Article ID: | iaor20115997 |
Volume: | 22 |
Issue: | 3 |
Start Page Number: | 722 |
End Page Number: | 737 |
Publication Date: | May 2011 |
Journal: | Organization Science |
Authors: | Groysberg Boris, Polzer Jeffrey T, Elfenbein Hillary Anger |
Keywords: | group decision making |
Can groups become effective simply by assembling high‐status individual performers? Though an affirmative answer may seem straightforward on the surface, this answer becomes more complicated when group members benefit from collaborating on interdependent tasks. Examining Wall Street sell‐side equity research analysts who work in an industry in which individuals strive for status, we find that groups benefited–up to a point–from having high‐status members, controlling for individual performance.
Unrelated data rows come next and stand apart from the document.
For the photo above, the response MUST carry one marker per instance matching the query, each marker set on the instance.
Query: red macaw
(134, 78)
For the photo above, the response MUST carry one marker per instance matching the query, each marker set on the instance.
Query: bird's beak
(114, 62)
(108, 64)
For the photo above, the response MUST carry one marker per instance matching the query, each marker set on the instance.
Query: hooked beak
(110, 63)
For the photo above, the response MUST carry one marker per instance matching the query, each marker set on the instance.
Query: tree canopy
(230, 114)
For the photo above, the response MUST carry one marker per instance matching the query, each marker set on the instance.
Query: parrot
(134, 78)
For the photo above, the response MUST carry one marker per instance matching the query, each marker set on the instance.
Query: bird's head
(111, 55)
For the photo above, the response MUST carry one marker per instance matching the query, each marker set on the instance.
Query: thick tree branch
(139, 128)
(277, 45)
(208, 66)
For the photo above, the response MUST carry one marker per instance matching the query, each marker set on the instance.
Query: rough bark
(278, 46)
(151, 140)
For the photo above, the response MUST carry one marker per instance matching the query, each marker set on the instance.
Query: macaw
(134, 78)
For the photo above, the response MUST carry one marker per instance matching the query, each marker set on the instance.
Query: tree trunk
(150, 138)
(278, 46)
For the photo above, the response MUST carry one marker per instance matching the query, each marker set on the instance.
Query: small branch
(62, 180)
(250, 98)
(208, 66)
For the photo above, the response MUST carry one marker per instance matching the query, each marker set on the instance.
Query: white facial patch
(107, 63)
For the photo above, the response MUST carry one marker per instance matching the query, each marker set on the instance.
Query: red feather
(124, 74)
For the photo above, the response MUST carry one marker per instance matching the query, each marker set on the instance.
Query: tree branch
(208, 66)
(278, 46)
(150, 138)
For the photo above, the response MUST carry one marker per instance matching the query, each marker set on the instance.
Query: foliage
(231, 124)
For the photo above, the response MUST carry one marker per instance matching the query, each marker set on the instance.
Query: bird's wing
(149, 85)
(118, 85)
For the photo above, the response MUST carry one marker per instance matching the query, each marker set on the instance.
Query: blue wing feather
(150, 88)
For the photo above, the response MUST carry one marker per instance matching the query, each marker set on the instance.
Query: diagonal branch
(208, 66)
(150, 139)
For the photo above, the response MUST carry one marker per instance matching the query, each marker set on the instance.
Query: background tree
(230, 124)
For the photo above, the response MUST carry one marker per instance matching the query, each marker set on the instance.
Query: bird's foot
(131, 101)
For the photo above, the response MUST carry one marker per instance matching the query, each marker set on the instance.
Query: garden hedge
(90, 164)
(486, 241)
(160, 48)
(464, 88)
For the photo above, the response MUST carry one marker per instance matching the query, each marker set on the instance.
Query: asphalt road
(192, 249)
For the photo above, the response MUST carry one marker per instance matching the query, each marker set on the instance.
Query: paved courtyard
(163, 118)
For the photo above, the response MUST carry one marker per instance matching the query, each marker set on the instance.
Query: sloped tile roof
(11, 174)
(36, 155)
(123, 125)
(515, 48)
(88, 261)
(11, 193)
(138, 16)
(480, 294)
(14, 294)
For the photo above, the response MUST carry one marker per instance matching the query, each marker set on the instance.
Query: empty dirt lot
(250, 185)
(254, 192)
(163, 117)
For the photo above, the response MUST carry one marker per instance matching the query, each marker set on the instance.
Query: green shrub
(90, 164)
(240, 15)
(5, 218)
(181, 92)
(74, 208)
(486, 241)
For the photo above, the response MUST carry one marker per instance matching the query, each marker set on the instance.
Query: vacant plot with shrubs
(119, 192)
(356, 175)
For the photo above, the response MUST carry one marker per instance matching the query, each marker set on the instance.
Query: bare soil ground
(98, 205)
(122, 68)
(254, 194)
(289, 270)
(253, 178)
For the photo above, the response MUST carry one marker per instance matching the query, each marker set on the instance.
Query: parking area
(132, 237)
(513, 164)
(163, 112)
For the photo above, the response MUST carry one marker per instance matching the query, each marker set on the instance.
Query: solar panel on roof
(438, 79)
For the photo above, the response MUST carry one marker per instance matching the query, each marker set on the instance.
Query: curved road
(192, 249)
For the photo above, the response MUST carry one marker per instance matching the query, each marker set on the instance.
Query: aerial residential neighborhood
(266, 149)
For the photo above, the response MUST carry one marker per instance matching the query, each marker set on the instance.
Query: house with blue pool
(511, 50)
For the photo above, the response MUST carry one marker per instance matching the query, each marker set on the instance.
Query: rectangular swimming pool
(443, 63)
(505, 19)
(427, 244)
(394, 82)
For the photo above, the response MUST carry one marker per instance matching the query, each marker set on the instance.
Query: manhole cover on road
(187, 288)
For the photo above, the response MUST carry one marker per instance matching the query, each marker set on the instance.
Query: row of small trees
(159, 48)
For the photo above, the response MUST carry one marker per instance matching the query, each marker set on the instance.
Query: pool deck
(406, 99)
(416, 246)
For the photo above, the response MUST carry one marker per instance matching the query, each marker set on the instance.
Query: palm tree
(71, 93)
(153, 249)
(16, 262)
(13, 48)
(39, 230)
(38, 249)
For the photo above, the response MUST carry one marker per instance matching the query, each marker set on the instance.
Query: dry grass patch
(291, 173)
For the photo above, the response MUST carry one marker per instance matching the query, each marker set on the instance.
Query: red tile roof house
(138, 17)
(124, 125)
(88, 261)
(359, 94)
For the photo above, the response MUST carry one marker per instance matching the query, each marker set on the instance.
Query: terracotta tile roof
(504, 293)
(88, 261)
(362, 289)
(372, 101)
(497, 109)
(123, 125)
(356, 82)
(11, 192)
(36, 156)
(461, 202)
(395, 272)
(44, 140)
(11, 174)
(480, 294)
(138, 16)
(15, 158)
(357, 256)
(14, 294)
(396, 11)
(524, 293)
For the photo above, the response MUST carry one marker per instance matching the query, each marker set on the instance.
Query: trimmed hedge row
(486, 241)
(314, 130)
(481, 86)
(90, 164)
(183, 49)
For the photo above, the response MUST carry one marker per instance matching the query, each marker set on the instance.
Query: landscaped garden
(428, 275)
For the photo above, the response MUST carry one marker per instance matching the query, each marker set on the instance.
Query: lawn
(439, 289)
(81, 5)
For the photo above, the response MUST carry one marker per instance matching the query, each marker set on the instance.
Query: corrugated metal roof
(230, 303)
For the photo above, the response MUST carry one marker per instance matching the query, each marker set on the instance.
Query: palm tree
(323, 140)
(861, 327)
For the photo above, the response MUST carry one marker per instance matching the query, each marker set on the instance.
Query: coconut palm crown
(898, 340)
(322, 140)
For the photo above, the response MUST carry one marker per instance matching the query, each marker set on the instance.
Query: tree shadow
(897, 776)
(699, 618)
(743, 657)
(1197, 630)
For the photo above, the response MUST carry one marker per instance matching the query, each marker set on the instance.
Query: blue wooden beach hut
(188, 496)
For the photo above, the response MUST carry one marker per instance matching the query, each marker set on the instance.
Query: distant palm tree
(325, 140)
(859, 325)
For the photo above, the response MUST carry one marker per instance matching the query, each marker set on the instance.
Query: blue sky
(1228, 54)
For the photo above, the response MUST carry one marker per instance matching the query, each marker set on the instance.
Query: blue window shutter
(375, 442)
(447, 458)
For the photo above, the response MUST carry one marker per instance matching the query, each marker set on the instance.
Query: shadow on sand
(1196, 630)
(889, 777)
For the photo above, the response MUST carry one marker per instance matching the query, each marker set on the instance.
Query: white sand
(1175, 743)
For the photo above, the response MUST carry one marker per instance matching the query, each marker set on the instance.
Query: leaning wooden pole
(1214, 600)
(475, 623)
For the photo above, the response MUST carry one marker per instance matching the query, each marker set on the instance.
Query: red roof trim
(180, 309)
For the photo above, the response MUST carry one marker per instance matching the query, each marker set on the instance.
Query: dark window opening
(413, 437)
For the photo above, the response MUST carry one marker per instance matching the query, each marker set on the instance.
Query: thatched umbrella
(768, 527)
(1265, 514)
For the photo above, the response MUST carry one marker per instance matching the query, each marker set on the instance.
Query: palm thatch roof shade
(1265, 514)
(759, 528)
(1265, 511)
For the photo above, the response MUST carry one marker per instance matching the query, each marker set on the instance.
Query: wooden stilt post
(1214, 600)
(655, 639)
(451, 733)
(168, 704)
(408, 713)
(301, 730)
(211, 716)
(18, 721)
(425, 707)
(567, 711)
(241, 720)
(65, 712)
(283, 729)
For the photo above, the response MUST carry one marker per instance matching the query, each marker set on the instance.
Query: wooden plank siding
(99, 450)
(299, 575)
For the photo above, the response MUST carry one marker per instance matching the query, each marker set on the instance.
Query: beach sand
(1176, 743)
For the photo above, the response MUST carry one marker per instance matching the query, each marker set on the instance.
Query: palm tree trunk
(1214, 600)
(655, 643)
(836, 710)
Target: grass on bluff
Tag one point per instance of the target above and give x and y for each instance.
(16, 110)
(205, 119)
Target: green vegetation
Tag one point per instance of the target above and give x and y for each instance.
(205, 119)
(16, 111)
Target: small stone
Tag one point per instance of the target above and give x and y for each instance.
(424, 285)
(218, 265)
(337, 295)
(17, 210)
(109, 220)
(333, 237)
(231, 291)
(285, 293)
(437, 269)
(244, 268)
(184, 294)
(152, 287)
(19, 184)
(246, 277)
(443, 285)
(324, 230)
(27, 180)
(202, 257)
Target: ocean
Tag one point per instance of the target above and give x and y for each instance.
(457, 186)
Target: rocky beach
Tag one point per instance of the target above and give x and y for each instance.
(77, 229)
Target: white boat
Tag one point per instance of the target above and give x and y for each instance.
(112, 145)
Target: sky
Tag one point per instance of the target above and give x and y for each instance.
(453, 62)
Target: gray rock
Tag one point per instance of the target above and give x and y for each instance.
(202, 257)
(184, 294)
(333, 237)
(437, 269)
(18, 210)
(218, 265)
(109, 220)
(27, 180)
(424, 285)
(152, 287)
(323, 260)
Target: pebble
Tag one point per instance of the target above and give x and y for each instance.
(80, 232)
With higher proportions of individual stars, however, the marginal benefit decreased before the slope of this curvilinear pattern became negative. This curvilinear pattern was especially strong when stars were concentrated in a small number of sectors, likely reflecting suboptimal integration among analysts with similar areas of expertise. Control variables ensured that these effects were not the spurious result of individual performance, department size or specialization, or firm prestige. We discuss the theoretical implications of these results for the literatures on status and groups, along with practical implications for strategic human resource management.